Assédio sexual, estupro e racismo, a onda de denúncias que furou a bolha tóxica dos gamers
Exposição de assediadores acende alerta sobre a banalização de abusos na comunidade gamer, que se mobiliza para deter comportamentos sexistas e discriminatórios
O que antes era um mero passatempo tecnológico para os jovens, hoje se converteu em uma indústria que movimenta mais de 1 bilhão de dólares por ano no Brasil, com direito a equipes, jogadores, torneios e transmissões profissionais. Por trás do cenário virtuoso dos jogos eletrônicos, porém, se camufla uma bolha habituada a normalizar assédios, atitudes sexistas, objetificação de mulheres e racismo. O comportamento tóxico de parte da comunidade gamer acabou exposto no início deste ano a partir de uma série de denúncias de violência sexual contra figuras reconhecidas do meio.
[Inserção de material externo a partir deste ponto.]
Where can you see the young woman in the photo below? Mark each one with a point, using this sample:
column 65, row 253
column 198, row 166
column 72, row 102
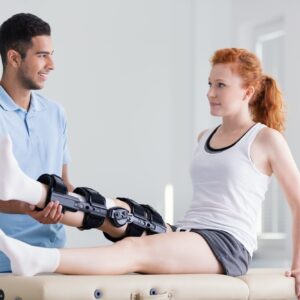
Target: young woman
column 231, row 169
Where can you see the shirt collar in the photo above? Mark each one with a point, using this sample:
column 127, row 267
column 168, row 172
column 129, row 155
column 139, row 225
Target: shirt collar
column 7, row 103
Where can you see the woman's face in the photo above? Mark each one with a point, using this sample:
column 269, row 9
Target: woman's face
column 226, row 95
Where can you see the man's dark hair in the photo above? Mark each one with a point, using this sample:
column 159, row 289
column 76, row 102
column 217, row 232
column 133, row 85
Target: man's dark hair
column 16, row 33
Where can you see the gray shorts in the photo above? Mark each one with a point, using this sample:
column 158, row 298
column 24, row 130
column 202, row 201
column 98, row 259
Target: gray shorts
column 232, row 255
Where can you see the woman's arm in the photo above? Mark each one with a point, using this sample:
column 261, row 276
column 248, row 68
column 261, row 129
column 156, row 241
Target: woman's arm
column 286, row 171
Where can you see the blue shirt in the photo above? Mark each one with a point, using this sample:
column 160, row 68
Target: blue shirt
column 40, row 146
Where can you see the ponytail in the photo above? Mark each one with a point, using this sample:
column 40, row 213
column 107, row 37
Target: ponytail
column 267, row 105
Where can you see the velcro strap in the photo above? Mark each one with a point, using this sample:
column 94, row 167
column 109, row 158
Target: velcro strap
column 92, row 219
column 55, row 184
column 143, row 218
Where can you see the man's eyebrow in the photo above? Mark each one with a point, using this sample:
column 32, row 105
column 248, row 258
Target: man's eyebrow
column 45, row 52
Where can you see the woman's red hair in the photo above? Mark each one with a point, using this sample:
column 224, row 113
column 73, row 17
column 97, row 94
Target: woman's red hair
column 266, row 105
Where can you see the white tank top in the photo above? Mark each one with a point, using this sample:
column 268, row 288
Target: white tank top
column 228, row 189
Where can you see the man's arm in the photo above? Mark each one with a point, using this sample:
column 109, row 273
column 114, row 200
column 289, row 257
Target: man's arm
column 14, row 207
column 65, row 178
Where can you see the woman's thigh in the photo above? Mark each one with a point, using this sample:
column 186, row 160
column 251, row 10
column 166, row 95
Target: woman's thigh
column 175, row 252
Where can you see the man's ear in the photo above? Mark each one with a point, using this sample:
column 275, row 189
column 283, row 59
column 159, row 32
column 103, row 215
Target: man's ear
column 13, row 58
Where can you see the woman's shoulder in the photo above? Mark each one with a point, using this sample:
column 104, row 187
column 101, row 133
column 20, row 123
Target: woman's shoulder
column 201, row 134
column 269, row 137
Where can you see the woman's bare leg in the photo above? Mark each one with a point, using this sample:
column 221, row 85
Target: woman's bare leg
column 167, row 253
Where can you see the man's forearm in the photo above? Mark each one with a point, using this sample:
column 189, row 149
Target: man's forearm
column 14, row 207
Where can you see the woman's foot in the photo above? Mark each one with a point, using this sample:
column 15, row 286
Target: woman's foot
column 14, row 184
column 27, row 260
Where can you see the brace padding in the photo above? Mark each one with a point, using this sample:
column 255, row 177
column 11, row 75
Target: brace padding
column 55, row 185
column 142, row 218
column 95, row 215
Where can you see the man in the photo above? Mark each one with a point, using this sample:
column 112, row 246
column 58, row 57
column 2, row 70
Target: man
column 36, row 126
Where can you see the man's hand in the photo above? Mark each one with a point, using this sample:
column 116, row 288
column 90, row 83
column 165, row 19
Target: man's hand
column 51, row 214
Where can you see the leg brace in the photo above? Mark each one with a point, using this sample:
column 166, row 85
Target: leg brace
column 142, row 217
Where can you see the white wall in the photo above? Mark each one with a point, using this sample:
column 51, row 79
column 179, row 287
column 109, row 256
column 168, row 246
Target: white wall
column 247, row 17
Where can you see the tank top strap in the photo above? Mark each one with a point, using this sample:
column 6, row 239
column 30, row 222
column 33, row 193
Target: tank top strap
column 251, row 134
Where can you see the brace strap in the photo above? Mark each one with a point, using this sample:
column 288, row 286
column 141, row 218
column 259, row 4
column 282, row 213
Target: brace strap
column 95, row 208
column 55, row 185
column 142, row 218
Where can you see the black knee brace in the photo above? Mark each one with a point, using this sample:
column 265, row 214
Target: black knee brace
column 143, row 218
column 94, row 208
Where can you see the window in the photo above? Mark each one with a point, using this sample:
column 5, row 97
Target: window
column 272, row 225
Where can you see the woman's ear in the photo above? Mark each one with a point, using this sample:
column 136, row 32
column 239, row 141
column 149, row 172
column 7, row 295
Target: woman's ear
column 249, row 92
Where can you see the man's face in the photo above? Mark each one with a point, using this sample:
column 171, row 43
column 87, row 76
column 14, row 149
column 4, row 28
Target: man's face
column 35, row 67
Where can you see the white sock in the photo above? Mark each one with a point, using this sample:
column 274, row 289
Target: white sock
column 14, row 184
column 27, row 260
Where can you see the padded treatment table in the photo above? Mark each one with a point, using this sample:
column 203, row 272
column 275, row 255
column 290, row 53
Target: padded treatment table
column 257, row 284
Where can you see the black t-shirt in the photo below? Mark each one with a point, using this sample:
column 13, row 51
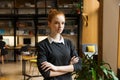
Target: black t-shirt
column 58, row 54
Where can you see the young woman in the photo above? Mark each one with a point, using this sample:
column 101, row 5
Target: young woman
column 57, row 57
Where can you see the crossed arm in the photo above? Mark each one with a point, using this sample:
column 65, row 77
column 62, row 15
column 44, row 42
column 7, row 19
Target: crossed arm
column 59, row 70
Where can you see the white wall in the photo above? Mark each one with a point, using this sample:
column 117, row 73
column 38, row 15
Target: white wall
column 110, row 32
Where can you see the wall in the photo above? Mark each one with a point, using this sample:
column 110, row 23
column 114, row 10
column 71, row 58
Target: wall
column 90, row 33
column 110, row 32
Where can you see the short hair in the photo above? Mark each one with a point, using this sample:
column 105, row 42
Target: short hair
column 53, row 13
column 1, row 37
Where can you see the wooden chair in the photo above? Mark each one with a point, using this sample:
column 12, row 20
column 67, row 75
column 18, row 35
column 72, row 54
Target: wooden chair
column 2, row 57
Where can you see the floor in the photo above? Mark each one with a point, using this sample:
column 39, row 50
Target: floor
column 13, row 71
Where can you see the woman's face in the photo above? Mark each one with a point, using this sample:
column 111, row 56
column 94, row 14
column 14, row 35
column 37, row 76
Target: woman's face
column 57, row 24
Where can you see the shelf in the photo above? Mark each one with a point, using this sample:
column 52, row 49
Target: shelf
column 28, row 19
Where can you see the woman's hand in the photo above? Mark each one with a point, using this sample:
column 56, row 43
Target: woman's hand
column 74, row 60
column 48, row 66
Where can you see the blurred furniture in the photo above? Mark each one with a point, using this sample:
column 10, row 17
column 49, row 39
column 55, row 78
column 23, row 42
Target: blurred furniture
column 24, row 60
column 90, row 49
column 2, row 57
column 33, row 66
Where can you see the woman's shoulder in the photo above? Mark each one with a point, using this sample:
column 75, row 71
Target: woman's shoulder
column 67, row 40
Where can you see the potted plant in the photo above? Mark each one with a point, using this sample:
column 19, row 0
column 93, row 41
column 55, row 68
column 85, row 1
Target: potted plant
column 93, row 70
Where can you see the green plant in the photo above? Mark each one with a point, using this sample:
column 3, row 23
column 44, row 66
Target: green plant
column 93, row 70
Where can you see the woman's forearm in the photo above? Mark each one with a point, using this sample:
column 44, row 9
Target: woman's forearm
column 56, row 73
column 67, row 68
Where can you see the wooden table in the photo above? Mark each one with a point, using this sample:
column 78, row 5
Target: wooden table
column 24, row 60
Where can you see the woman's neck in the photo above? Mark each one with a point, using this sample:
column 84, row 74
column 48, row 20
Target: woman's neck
column 55, row 36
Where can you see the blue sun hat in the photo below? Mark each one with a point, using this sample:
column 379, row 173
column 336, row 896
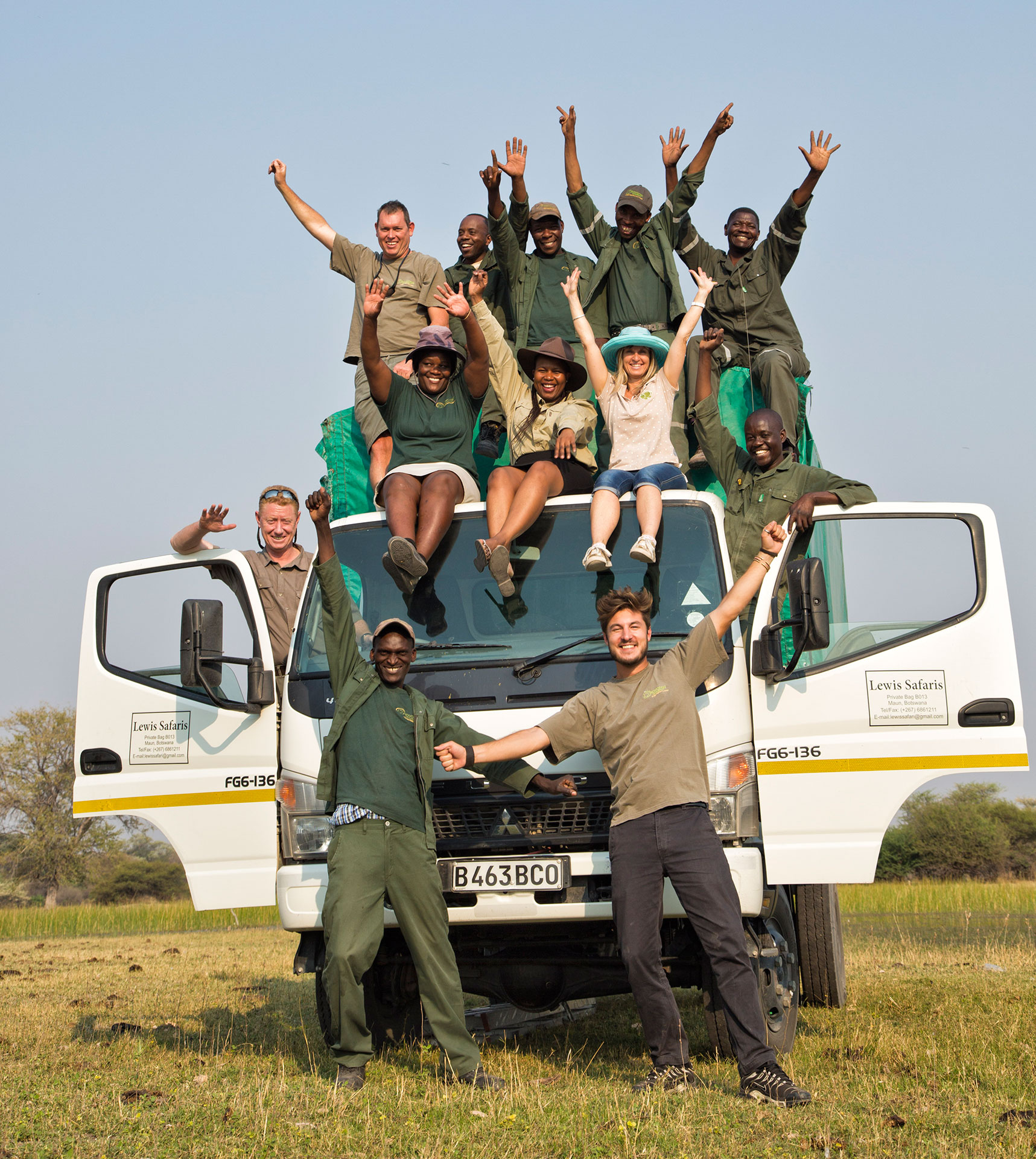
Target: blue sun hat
column 633, row 336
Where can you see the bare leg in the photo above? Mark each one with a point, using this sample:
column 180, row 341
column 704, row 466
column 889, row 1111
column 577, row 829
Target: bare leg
column 439, row 495
column 542, row 480
column 604, row 516
column 648, row 509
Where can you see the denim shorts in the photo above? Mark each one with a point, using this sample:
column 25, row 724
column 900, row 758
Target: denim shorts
column 667, row 477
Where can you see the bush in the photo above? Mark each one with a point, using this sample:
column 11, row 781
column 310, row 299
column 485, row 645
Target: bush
column 968, row 834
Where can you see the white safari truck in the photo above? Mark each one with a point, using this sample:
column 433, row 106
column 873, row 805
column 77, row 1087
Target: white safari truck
column 891, row 661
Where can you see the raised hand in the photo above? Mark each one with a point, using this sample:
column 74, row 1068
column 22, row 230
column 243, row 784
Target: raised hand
column 673, row 148
column 451, row 756
column 212, row 520
column 515, row 155
column 568, row 121
column 375, row 296
column 453, row 302
column 477, row 286
column 819, row 151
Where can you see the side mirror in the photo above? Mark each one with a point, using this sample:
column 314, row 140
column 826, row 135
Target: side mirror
column 808, row 621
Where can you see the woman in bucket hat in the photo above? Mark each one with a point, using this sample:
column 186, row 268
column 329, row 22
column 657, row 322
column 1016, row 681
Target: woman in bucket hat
column 548, row 432
column 431, row 420
column 634, row 377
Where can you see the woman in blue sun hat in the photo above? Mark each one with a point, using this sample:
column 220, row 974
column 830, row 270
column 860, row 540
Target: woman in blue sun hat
column 633, row 376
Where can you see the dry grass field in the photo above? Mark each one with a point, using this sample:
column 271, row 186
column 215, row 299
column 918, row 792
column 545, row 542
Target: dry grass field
column 202, row 1043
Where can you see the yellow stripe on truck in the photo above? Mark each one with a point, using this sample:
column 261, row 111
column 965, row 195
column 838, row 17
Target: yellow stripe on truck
column 172, row 801
column 891, row 764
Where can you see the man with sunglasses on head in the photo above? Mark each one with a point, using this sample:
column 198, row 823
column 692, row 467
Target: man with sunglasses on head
column 412, row 279
column 279, row 566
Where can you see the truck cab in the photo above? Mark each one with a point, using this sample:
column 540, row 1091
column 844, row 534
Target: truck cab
column 882, row 661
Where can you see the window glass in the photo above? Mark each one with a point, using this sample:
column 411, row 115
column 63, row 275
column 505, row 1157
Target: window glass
column 460, row 616
column 144, row 618
column 889, row 578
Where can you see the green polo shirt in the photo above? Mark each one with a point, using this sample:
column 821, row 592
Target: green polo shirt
column 756, row 496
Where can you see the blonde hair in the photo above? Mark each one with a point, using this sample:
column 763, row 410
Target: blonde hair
column 623, row 379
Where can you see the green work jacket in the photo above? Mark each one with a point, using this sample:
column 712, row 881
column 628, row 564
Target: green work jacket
column 658, row 238
column 756, row 496
column 354, row 681
column 749, row 302
column 523, row 273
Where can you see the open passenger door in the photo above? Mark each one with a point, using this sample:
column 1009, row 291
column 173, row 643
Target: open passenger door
column 176, row 718
column 918, row 678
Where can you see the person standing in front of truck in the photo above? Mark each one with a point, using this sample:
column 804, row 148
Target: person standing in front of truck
column 376, row 776
column 644, row 726
column 412, row 279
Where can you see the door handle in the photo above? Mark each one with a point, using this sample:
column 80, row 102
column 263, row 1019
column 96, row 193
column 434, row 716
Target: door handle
column 987, row 713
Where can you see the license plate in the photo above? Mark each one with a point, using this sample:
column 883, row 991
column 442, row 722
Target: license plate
column 504, row 873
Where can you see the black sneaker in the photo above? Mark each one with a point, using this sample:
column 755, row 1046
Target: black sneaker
column 351, row 1078
column 669, row 1078
column 488, row 444
column 770, row 1084
column 480, row 1079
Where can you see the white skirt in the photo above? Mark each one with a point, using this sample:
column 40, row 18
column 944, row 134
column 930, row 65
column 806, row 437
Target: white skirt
column 420, row 470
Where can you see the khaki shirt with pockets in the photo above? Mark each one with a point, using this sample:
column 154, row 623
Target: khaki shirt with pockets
column 515, row 397
column 405, row 313
column 646, row 728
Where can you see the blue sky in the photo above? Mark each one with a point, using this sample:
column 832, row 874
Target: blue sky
column 172, row 336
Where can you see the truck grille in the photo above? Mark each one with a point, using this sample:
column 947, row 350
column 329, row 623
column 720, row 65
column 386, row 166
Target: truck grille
column 560, row 819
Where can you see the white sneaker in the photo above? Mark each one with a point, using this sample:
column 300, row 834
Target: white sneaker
column 597, row 559
column 643, row 550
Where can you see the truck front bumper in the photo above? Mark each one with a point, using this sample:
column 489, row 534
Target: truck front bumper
column 302, row 888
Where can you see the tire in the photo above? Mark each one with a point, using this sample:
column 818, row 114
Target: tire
column 774, row 946
column 822, row 956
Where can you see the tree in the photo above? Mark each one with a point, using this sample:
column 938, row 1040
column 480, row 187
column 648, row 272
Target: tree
column 49, row 844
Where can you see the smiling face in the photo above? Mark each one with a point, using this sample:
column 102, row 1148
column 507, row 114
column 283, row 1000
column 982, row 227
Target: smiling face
column 392, row 655
column 628, row 222
column 473, row 238
column 277, row 523
column 765, row 438
column 434, row 372
column 546, row 234
column 550, row 378
column 393, row 234
column 627, row 637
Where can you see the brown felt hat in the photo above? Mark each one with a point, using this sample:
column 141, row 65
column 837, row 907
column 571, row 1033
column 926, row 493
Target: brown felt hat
column 559, row 349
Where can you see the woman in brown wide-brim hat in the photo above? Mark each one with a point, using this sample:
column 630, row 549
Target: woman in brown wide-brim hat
column 548, row 432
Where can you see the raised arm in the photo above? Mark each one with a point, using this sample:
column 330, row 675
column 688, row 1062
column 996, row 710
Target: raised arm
column 477, row 368
column 744, row 589
column 573, row 173
column 817, row 158
column 675, row 148
column 678, row 348
column 379, row 376
column 596, row 366
column 310, row 218
column 191, row 538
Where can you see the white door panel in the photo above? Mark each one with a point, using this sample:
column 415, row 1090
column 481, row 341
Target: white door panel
column 202, row 774
column 841, row 748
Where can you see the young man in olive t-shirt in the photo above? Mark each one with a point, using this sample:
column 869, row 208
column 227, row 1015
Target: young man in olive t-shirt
column 644, row 726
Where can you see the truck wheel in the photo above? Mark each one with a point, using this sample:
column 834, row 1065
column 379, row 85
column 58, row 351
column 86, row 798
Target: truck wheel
column 774, row 945
column 818, row 923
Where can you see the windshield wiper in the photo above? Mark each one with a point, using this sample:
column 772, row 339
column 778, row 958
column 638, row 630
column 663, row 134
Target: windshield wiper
column 525, row 669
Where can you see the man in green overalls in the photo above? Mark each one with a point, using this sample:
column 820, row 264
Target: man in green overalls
column 376, row 777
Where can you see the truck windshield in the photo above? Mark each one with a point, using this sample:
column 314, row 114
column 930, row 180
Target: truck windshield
column 459, row 615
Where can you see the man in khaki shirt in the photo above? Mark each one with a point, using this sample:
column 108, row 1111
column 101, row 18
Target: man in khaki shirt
column 412, row 278
column 644, row 726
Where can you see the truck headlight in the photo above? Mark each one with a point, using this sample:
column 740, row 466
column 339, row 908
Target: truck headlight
column 734, row 796
column 305, row 831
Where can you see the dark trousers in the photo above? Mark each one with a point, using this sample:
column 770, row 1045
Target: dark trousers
column 681, row 844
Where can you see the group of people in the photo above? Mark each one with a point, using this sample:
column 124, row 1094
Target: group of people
column 539, row 346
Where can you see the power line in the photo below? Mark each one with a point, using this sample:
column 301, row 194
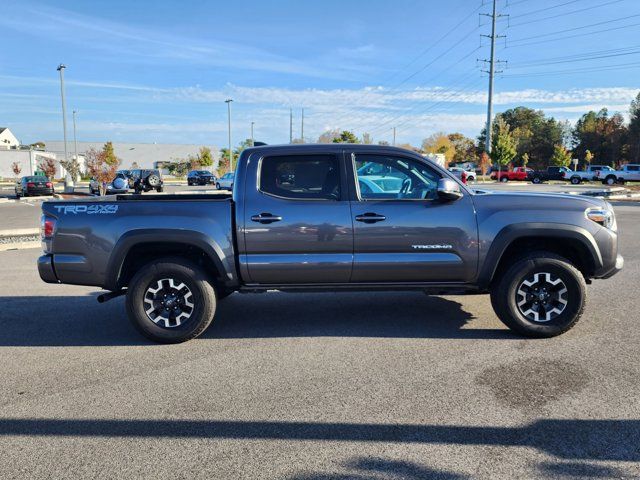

Tudo começou com o depoimento da tatuadora Daniela Li, que contou em suas redes sociais como o ex-técnico do Flamengo no jogo League of Legends (LoL) e narrador de e-sports, Gabriel “MiT” Souza, tentou forçá-la a fazer sexo oral em meados de 2015. “Do nada, ele simplesmente tirou o pau pra fora. Empurrou e segurou minha cabeça no pau dele, mesmo sabendo que eu não queria”, relatou Li. “As sequelas que eu tenho disso vão ficar comigo a vida toda. Meus choros, minhas crises de ansiedade, minhas insônias, meu medo de sair sozinha quando conheço alguém.” Antes do exposed, ela já havia comentado sobre o caso com pessoas próximas e descobriu que outras mulheres tinham sido vítimas de ataques semelhantes praticados por MiT.
Sua postagem, então, recebeu uma avalanche de respostas com mais relatos de abusos. Entre as mulheres que o denunciaram, duas delas foram assediadas e fisicamente agredidas no começo de 2020, contradizendo uma nota oficial divulgada pelo gamer, em que ele alega vivenciar um processo de desconstrução nos últimos anos. “Muito tempo decorreu para quem se sentiu ferida perceber que ali havia algo que não a fez bem. Estou devastado e envergonhado por não ter percebido que machuquei alguém tão profundamente. Não compactuo com abuso, qualquer que seja. Deixo nesta nota meus profundos sentimentos por qualquer ferida que eu possa ter causado a qualquer pessoa”, desculpou-se o ex-técnico, de 29 anos, sem endereçar a resposta a uma vítima específica. MiT foi banido da plataforma de streaming [transmissão de vídeos ao vivo] Twich e afastado pela Riot Games, empresa norte-americana de jogos, do elenco de apresentadores do Campeonato Brasileiro de LoL.
Pelo menos 15 gamers, entre jogadores e produtores de conteúdo, são apontados como agressores sexuais. Um dos mais conhecidos é Guilherme “Kake” Braga, treinador do time Academy de LoL do Flamengo. Ele foi exposto por chantagear adolescentes entre 15 e 18 anos, ameaçando de expulsão da equipe os que se recusavam a lhe enviar nudes. Kake acabou demitido pelo Flamengo. “É importante repudiar qualquer tipo de assédio. Não só nos esportes eletrônicos, mas na sociedade”, comunicou o departamento de e-sports do clube. O treinador desativou suas redes sociais e não foi localizado pela reportagem.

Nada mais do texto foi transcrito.